Das Samsung Galaxy S21 Ultra und Apple iPhone 12 Pro Max sind zweifelsohne die absoluten Top-Modelle der beiden Smartphone-Hersteller für das Jahr 2021. Zumindest fast: Das iPhone 12 Pro Max wurde im September 2021 vom iPhone 13 Pro Max (hier mit Vertrag) abgelöst. Dadurch ist der Vorgänger aber nun etwas günstiger erhältlich – bis das Modell vollständig ausverkauft ist.

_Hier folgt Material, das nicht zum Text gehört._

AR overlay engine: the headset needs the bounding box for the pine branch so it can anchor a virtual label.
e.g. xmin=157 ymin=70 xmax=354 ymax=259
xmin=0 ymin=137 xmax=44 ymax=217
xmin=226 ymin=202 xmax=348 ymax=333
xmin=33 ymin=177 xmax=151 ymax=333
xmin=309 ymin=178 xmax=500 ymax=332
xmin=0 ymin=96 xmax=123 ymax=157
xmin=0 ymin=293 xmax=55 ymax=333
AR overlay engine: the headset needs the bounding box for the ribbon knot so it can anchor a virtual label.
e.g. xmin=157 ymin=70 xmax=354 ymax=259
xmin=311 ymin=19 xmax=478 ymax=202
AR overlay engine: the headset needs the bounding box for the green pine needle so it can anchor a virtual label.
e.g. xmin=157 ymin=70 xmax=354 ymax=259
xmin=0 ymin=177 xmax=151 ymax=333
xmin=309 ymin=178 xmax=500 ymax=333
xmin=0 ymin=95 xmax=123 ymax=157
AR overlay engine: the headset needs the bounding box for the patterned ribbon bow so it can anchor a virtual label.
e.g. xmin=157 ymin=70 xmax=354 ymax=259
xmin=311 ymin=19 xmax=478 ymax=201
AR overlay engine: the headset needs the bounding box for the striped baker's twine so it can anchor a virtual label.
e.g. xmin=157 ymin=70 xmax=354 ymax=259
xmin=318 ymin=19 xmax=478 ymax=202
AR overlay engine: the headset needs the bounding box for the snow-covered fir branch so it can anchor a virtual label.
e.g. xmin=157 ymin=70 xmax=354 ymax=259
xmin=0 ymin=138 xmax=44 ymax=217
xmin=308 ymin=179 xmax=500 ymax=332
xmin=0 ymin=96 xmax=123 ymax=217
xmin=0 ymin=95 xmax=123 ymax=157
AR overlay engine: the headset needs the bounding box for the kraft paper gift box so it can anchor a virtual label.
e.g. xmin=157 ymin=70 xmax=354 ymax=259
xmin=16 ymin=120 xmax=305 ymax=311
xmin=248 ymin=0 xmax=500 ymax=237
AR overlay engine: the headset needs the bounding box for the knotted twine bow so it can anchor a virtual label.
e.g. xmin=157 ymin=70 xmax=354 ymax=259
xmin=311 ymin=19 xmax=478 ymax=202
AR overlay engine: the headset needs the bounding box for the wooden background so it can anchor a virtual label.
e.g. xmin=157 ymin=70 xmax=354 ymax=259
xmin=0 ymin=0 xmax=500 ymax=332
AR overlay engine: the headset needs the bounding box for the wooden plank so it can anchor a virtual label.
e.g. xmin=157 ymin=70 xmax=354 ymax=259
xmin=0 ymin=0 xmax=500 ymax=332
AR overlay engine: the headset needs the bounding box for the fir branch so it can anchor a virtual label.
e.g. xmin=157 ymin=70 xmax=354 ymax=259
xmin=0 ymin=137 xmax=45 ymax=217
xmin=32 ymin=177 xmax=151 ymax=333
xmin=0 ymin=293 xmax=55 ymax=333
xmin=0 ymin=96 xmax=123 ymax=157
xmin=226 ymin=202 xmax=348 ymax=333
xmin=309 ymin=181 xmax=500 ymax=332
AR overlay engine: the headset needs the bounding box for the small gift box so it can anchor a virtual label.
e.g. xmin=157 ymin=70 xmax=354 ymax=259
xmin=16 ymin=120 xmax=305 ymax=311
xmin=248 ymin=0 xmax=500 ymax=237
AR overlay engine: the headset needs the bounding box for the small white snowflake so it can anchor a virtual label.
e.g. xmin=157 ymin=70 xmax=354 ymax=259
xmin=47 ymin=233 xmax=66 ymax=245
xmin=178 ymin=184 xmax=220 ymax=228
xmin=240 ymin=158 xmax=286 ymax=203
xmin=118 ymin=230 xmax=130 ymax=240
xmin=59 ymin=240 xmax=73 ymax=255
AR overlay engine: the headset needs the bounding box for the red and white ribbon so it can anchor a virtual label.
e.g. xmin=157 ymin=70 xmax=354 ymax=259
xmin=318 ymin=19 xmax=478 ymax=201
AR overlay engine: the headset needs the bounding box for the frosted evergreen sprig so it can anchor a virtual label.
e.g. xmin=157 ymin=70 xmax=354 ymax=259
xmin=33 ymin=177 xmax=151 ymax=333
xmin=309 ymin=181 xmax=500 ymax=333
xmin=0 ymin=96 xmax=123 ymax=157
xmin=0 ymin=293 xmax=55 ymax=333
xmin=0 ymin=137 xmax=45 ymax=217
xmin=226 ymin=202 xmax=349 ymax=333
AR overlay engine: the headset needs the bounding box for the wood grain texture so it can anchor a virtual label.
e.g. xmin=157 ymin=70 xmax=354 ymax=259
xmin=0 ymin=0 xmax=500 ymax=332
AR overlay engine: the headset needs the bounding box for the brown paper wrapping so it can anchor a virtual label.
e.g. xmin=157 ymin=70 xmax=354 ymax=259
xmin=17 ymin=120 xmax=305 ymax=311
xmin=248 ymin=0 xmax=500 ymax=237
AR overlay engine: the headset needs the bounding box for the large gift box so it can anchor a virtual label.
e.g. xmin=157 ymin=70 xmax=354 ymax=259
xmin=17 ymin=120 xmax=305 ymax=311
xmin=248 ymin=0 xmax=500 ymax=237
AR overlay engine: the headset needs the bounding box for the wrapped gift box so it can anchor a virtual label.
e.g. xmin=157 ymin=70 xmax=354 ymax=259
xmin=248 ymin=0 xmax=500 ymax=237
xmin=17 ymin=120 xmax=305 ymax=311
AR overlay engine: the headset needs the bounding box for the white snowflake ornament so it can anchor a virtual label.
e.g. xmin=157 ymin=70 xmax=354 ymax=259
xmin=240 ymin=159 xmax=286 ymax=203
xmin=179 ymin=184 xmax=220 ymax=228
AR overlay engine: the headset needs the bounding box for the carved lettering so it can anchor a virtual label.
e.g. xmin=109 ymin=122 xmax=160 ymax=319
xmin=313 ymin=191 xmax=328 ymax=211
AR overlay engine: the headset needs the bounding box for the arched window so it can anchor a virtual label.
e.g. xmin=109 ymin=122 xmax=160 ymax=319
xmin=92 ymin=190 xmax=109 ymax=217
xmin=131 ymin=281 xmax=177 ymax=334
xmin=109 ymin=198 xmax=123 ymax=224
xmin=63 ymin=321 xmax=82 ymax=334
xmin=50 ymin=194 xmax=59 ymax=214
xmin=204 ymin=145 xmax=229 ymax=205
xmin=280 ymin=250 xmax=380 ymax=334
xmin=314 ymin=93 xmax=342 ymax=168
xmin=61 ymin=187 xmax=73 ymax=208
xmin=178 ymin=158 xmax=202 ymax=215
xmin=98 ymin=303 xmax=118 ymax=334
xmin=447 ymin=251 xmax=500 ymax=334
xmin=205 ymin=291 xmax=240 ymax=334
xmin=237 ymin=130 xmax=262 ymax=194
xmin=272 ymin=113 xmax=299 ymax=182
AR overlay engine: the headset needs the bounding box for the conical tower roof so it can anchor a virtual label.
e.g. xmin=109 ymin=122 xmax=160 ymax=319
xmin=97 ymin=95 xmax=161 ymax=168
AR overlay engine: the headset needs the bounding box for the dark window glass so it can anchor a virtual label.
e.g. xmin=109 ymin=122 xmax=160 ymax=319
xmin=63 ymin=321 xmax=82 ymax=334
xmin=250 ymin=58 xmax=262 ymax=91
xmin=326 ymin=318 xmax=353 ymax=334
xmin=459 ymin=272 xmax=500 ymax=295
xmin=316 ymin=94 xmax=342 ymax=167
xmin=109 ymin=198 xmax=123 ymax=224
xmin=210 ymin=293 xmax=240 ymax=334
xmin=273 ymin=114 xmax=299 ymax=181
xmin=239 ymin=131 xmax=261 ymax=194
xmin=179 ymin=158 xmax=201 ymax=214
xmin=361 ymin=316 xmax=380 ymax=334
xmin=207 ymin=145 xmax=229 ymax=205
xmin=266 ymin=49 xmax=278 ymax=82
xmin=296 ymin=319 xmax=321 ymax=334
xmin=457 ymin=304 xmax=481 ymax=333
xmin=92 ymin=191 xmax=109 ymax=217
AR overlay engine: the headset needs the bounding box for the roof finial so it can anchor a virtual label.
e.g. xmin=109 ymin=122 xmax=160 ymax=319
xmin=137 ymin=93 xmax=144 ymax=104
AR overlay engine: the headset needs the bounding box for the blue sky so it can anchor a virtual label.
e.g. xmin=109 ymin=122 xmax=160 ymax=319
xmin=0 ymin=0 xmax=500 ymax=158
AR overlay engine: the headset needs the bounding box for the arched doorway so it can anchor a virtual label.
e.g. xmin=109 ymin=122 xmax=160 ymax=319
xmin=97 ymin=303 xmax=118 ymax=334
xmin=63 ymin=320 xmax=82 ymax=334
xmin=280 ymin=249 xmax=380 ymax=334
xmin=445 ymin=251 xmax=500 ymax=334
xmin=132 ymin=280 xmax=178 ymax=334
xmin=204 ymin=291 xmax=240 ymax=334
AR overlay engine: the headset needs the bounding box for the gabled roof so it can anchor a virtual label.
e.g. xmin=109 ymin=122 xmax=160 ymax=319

Zurück zu iPhone 12 Pro Max und S21 Ultra: Die Top-Modelle bieten eine Vielzahl an Premium-Features und eine Verarbeitungsqualität, die nur schwer zu schlagen ist. Beide Unternehmen haben die für sie bestmögliche Technik in ihren Flaggschiffen verbaut und doch gibt es deutliche Unterschiede.

Technische Daten im Vergleich: Samsung Galaxy S21 Ultra vs. iPhone 12 Pro Max

Damit ihr vorab die Daten mit einem schnellen Blick vergleichen könnt, führen wir für euch nachfolgend die wichtigsten technischen Spezifikationen der beiden Premium-Smartphones in einer kurzen Übersicht auf.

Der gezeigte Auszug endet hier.